Neurons have dendrites, which can be thought of as "input wires", and an axon, which can be thought of as an "output wire". When a neuron receives a bunch of electrical pulses via its dendrites its axon will either fire an electrical pulse (to be received as an input to another neuron's dendrites) or not.

We represent a single neuron as a "logistic unit":

![logistic unit; credit: Andrew Ng Coursera](https://beths3test.s3.amazonaws.com/machine-learning-notes/neuron.png)

In this diagram:

$$ x = \begin{bmatrix}
x_0 \\
x_1 \\
x_2 \\
x_3 \\
\end{bmatrix},
\quad
\theta = \begin{bmatrix}
\theta_0 \\
\theta_1 \\
\theta_2 \\
\theta_3 \\
\end{bmatrix}\\
\\
h_\theta(x) = \frac{1}{1 + e^{-\theta^Tx}}
$$

You can draw the $x_0$ node (the "bias unit/node"), but since it's always 0 it often gets left out.  
As we're using a sigmoid function, this neuron is said to have a sigmoid (logistic) activation function.

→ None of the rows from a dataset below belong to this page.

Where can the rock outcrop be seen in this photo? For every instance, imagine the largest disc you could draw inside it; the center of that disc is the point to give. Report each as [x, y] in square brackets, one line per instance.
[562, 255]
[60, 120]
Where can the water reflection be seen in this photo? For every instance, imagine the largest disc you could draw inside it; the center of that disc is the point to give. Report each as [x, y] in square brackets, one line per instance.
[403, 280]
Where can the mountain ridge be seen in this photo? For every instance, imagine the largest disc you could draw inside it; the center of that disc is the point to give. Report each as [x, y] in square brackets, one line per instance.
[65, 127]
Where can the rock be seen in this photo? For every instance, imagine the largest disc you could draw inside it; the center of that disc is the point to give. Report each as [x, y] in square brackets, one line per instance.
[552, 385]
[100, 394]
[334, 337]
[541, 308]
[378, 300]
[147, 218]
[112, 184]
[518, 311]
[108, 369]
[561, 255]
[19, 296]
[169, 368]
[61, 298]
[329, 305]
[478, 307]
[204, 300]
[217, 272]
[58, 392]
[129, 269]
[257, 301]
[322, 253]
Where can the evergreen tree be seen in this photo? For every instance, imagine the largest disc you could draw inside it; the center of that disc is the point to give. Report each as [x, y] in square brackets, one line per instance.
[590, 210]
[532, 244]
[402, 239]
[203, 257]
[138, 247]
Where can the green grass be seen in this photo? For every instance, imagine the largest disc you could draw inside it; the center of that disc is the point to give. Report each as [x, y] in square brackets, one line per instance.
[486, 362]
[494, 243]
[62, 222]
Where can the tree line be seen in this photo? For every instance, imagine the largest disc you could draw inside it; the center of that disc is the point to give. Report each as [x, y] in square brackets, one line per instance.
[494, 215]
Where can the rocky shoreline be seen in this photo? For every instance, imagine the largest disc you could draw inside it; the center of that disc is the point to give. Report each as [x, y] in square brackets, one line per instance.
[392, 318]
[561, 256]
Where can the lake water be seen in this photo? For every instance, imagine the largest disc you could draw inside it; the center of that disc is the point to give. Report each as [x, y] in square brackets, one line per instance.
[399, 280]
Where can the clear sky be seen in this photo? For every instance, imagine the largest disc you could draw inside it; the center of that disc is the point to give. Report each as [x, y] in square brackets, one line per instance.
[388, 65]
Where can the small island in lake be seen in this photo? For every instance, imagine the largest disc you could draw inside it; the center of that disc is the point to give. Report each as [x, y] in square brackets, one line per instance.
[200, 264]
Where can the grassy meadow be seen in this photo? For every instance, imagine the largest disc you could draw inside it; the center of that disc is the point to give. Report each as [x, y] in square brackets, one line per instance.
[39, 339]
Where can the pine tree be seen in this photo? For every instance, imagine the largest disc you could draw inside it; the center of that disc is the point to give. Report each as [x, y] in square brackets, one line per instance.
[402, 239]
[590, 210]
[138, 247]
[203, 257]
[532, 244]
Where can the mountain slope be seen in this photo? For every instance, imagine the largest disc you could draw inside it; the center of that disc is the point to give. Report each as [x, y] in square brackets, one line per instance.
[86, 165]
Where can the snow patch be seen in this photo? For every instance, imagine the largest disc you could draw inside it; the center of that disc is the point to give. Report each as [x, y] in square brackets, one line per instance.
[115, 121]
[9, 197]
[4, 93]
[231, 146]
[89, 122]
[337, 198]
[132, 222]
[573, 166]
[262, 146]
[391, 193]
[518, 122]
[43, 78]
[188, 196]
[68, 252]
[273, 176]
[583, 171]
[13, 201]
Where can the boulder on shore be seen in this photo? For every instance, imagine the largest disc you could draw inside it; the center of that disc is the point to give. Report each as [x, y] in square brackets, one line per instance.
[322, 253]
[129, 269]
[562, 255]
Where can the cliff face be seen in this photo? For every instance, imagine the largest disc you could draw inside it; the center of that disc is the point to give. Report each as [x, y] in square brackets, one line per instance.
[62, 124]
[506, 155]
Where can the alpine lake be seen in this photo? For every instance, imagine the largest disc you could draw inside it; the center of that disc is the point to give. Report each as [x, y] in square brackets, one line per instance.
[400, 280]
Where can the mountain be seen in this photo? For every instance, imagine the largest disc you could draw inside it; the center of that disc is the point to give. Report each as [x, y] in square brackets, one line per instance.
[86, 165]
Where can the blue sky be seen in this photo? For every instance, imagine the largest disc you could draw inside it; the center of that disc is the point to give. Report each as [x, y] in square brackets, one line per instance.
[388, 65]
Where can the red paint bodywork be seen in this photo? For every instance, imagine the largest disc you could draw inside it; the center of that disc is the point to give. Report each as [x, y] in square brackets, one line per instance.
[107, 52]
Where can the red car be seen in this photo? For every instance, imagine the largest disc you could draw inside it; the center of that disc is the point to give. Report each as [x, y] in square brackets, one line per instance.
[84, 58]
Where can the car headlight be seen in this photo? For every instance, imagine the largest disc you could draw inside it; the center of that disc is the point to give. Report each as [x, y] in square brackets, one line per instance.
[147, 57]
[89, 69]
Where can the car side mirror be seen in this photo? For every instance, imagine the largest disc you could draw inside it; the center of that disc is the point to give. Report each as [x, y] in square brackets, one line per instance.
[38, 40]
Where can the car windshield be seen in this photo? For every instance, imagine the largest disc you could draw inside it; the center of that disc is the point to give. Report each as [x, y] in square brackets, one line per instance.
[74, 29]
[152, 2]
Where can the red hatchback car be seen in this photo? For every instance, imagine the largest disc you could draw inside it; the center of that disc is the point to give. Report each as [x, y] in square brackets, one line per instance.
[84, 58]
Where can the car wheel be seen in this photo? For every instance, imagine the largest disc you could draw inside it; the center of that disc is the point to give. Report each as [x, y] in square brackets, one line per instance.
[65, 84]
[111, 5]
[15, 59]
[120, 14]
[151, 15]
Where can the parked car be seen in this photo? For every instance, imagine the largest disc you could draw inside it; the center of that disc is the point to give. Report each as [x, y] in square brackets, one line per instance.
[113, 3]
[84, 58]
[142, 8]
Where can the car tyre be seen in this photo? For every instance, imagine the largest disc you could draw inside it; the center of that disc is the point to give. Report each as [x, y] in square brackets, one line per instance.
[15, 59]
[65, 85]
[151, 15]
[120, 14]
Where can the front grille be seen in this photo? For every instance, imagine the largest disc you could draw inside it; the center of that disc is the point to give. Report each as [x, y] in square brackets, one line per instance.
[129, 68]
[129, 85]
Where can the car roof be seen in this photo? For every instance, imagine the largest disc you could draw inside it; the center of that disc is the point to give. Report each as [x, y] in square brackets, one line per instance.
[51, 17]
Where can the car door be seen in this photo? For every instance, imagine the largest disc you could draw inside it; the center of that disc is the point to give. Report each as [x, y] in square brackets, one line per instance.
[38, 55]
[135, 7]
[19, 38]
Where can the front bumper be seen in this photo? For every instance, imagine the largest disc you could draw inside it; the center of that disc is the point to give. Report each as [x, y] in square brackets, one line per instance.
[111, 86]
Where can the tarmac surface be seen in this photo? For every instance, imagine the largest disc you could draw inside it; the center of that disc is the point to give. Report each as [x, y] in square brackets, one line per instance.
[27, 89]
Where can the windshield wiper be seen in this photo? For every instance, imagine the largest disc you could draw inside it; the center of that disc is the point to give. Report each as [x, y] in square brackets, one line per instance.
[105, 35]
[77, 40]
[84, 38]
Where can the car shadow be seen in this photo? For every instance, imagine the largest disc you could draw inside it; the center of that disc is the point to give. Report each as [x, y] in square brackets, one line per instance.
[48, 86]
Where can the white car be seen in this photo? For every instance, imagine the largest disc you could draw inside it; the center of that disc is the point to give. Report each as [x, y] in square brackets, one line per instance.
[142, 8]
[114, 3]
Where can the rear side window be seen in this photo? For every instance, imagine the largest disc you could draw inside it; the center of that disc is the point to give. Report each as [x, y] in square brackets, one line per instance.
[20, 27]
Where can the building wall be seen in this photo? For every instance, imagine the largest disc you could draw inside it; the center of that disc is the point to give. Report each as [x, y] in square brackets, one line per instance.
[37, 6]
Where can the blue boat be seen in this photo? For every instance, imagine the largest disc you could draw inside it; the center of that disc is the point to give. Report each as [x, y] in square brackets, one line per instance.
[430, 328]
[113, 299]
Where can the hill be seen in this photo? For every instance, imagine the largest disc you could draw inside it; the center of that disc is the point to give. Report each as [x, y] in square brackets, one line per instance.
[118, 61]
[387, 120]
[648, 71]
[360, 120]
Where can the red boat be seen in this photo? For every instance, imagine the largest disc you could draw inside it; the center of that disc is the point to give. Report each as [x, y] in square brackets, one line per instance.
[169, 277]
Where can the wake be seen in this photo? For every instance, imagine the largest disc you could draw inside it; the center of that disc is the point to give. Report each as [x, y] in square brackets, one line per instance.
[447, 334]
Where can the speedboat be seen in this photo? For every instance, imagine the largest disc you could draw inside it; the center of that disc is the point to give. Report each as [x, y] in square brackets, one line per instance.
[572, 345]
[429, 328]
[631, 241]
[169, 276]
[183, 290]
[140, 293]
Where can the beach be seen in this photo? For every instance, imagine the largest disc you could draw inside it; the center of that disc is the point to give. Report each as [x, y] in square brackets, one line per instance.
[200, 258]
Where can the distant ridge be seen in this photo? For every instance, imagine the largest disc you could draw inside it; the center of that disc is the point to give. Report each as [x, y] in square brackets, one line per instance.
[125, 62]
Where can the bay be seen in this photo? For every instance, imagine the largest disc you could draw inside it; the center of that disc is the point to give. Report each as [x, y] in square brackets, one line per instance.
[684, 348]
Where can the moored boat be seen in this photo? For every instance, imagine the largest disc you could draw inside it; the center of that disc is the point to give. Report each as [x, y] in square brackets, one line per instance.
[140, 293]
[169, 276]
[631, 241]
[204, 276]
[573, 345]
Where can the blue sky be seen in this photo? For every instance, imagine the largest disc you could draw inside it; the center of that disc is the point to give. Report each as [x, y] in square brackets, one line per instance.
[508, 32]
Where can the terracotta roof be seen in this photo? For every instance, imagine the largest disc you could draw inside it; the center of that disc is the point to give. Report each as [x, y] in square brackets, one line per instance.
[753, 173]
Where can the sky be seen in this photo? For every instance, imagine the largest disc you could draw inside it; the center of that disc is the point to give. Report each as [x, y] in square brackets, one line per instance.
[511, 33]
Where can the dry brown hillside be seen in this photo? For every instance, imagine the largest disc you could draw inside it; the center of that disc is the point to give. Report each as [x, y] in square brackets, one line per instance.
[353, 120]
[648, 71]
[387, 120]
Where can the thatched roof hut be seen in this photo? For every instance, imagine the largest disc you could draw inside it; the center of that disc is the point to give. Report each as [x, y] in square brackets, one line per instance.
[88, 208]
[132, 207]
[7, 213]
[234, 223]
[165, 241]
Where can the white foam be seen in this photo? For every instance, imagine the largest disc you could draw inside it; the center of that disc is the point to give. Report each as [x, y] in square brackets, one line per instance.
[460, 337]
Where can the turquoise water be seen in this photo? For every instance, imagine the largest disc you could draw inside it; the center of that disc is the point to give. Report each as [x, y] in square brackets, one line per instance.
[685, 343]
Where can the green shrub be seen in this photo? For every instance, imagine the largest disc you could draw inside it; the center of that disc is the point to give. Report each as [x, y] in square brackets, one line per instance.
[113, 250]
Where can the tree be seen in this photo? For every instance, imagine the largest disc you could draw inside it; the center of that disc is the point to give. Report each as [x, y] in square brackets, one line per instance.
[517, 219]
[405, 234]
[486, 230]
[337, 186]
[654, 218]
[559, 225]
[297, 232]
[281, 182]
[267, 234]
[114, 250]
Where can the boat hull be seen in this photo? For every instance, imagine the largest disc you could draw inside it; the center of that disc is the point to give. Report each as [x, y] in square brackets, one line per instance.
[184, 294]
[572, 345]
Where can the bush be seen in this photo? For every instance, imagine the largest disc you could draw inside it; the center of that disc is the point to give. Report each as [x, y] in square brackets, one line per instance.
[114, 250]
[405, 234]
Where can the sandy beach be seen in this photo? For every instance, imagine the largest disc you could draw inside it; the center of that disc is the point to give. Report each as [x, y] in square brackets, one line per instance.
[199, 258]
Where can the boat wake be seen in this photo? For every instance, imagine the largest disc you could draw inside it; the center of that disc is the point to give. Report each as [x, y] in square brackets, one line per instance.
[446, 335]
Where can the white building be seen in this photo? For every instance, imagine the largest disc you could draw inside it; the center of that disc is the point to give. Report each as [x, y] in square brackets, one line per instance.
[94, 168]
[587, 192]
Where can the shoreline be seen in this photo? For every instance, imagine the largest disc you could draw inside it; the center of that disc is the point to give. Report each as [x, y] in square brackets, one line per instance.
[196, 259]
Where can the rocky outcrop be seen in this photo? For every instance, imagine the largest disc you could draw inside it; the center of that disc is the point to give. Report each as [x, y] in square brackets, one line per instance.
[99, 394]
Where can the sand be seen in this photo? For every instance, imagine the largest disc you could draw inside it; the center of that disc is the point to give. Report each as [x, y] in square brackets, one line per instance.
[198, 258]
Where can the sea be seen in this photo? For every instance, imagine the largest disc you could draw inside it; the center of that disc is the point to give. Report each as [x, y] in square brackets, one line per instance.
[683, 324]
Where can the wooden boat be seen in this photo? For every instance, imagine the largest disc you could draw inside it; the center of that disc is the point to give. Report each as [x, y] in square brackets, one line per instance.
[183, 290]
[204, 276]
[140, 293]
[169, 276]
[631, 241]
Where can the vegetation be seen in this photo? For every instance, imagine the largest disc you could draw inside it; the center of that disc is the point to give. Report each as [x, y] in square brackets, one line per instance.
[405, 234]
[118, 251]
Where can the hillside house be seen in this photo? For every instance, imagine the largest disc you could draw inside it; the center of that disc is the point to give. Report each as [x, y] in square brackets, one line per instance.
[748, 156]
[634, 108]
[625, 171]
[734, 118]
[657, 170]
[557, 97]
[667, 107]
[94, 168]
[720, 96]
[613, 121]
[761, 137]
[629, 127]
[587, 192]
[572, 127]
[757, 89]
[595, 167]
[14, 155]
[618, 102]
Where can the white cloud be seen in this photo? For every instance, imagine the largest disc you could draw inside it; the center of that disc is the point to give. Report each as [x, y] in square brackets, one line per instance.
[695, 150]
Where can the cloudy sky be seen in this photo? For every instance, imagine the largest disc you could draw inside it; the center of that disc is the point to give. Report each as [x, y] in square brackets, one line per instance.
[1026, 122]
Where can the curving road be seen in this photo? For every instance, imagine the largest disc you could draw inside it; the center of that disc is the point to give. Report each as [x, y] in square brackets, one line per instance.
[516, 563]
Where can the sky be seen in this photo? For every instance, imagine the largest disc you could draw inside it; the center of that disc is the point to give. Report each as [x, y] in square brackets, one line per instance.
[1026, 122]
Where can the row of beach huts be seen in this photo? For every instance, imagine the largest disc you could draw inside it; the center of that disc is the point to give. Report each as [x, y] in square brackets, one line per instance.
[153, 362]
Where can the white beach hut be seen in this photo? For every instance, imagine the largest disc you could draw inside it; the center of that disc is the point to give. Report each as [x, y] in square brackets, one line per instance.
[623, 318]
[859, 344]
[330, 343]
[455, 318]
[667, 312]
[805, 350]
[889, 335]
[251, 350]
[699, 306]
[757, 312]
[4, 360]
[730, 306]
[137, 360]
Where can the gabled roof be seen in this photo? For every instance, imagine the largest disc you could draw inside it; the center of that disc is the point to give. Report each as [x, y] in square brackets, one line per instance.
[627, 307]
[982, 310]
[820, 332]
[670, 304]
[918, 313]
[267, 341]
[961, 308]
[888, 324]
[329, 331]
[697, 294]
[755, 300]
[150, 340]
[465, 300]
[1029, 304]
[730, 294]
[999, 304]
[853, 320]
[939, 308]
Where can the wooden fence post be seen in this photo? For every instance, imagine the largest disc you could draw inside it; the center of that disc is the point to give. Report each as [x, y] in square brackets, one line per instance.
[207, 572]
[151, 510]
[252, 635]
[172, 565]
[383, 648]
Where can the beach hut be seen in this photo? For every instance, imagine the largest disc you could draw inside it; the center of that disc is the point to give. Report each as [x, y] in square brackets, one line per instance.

A neural network is a load of these logistic units connected together:

![neural network; credit: Andrew Ng Coursera](https://beths3test.s3.amazonaws.com/machine-learning-notes/neural-network.png)

In this diagram, layer 1 is the input layer, layer 3 is the output layer and layer 2 the hidden layer. Again, for each layer (except the output layer) there is a bias unit that isn't always drawn.

$a^{(j)}_i$ is the "activation" of unit $i$ in layer $j$.  
$\Theta^{(j)}$ is the matrix of weights controlling function mapping from layer $j$ to layer $j + 1$.

$h_\Theta(x)$ in this network gets computed the following way:

First, the activations of the nodes in the hidden layer are calculated:

$$a_1^{(2)} = g(\Theta_{10}^{(1)}x_0 + \Theta_{11}^{(1)}x_1 + \Theta_{12}^{(1)}x_2) + \Theta_{13}^{(1)}x_3) \\
a_2^{(2)} = g(\Theta_{20}^{(1)}x_0 + \Theta_{21}^{(1)}x_1 + \Theta_{22}^{(1)}x_2) + \Theta_{23}^{(1)}x_3) \\
a_3^{(2)} = g(\Theta_{30}^{(1)}x_0 + \Theta_{31}^{(1)}x_1 + \Theta_{32}^{(1)}x_2) + \Theta_{33}^{(1)}x_3)$$

Then, these results are used to calculate the output:

$$ h_\Theta(x) = a_1^{(3)} = g(\Theta_{10}^{(2)}a_0^{(2)} + \Theta_{11}^{(2)}a_1^{(2)} + \Theta_{12}^{(2)}a_2^{(2)}) + \Theta_{13}^{(2)}a_3^{(2)}) $$

If a network has $s_j$ units in layer $j$, $s_{j + 1}$ units in layer $j + 1$, then $\Theta^{(j)}$ will be of dimension $s_{j + 1} \times (s_j + 1)$.

In our diagram, there are 3 units in layer 1 and 3 units in layer 2, and so $\Theta^{(1)}$ is a $(3\times4)$ matrix. There are 3 units in layer 2 and 1 in layer 3, so $\Theta^{(2)}$ is a $(1\times4)$ matrix.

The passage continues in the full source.